Does Mr. Daly realize the consequences of shrinking 2020 evangelical voter turnout by 3-5%? If not, let’s make it clear: conservative Christian governors, members of Congress, state representatives and state senators, city council members, Christians running competitive races for school board and other local races will lose by a percentage point or two, thus enabling liberals to impose their values and write in stone a culture devoid of God.

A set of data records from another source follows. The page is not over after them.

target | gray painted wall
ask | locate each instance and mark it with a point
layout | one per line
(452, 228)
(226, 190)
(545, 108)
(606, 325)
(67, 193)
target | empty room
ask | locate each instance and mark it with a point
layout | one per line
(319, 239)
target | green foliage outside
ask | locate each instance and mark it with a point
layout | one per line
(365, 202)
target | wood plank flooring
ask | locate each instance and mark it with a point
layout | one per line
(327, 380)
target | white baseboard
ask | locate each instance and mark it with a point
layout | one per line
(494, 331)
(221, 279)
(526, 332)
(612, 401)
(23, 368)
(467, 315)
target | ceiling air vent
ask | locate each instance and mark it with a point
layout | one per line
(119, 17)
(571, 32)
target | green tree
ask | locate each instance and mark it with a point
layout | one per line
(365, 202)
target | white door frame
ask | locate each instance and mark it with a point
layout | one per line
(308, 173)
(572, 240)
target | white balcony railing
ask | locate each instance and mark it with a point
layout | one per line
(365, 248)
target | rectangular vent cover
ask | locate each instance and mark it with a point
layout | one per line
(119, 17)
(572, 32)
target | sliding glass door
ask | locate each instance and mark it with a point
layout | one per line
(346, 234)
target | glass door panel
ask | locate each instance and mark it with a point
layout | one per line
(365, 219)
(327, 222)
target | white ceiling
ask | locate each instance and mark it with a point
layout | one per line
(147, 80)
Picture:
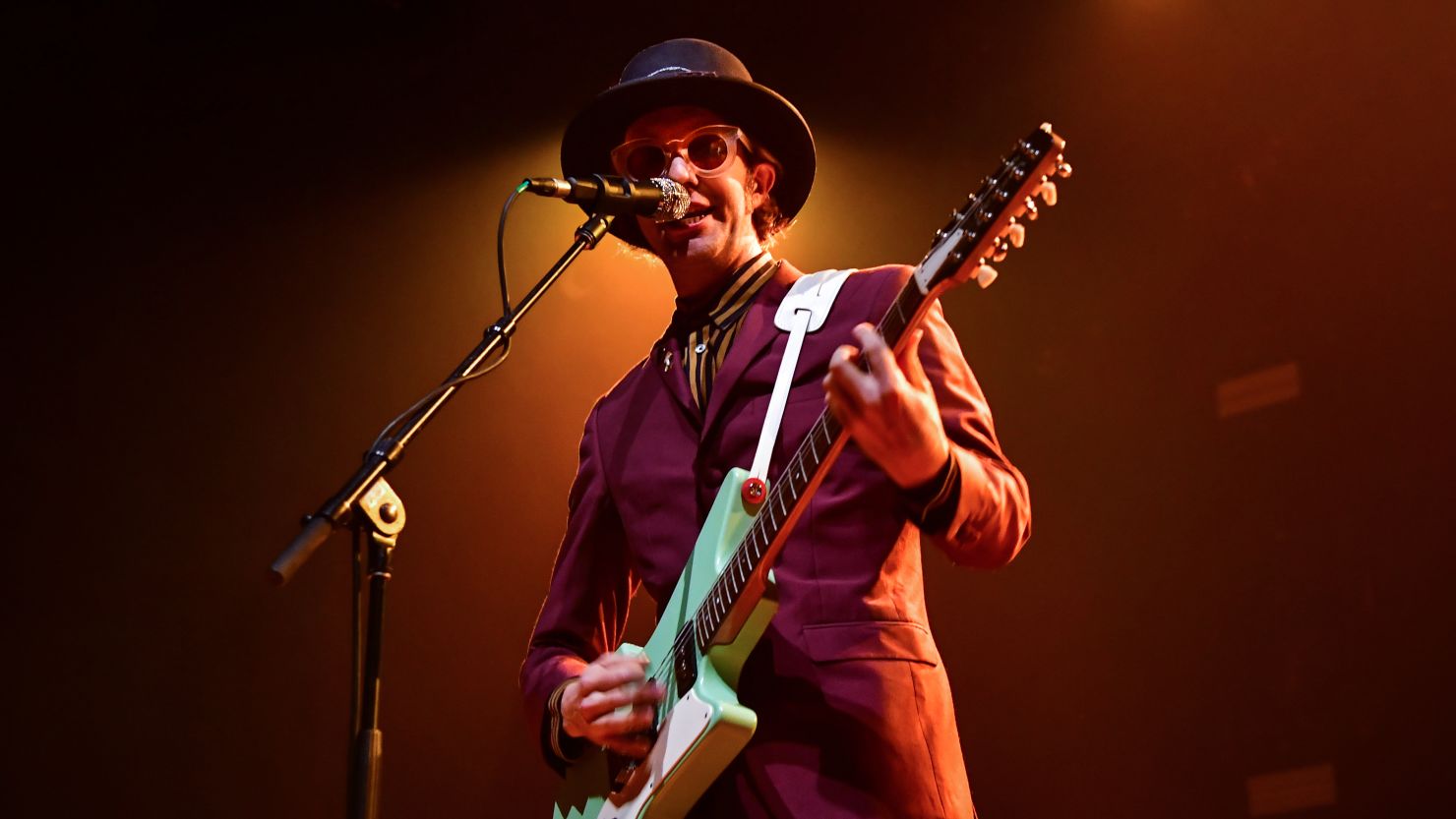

Christian leaders will have to take their political game and skills to a whole new level if America is to survive. Not only do we Christians as of now not ‘do politics’, we also have a negligible influence on the intellectual, educational, economic, and vocational cultural mountains of influence in America.
A little history: In 1991, Focus on the Family left California with 400 of its finest employees and moved to Colorado Springs. Colorado conservatives imprudently came to believe that Focus was home to political master minds, and by subscribing to their self-professed political judgment skills watched their state go from red to blue. With zero influence in the public square, Mr. Daly, just last year, stood by as his state elected the nation’s first openly gay governor.
The good news is that God is sovereign. As we begin the political machinations for 2020, we call to mind our own prediction the night before Election Day 2016, “There is no way in the world, politically, that Donald J. Trump can be elected president.”
We would do well to heed A.W. Pink’s advice:
Beloved reader, apply now this principle to your own individual life. Are you anxiously exercised over God’s delay? He has some wise purpose for it. He had with Abram, and He has with you. From 75, his age when he left Haran—to 100, when Isaac was born—was a long time to wait, but the sequel evidenced the Lord’s wisdom. God has more than one reason for His delays. Often it is to test the faith of His children, to develop their patience, to bring them to the end of themselves. His delays are in order that when He does act His delivering power may be more plainly evident, that what He does may be more deeply appreciated, and that in consequence He may be more illustriously glorified (Pink, Gleanings in Genesis).
We can be sure that He won’t let us down. Thankfully, Gideons and Rahabs are beginning to stand.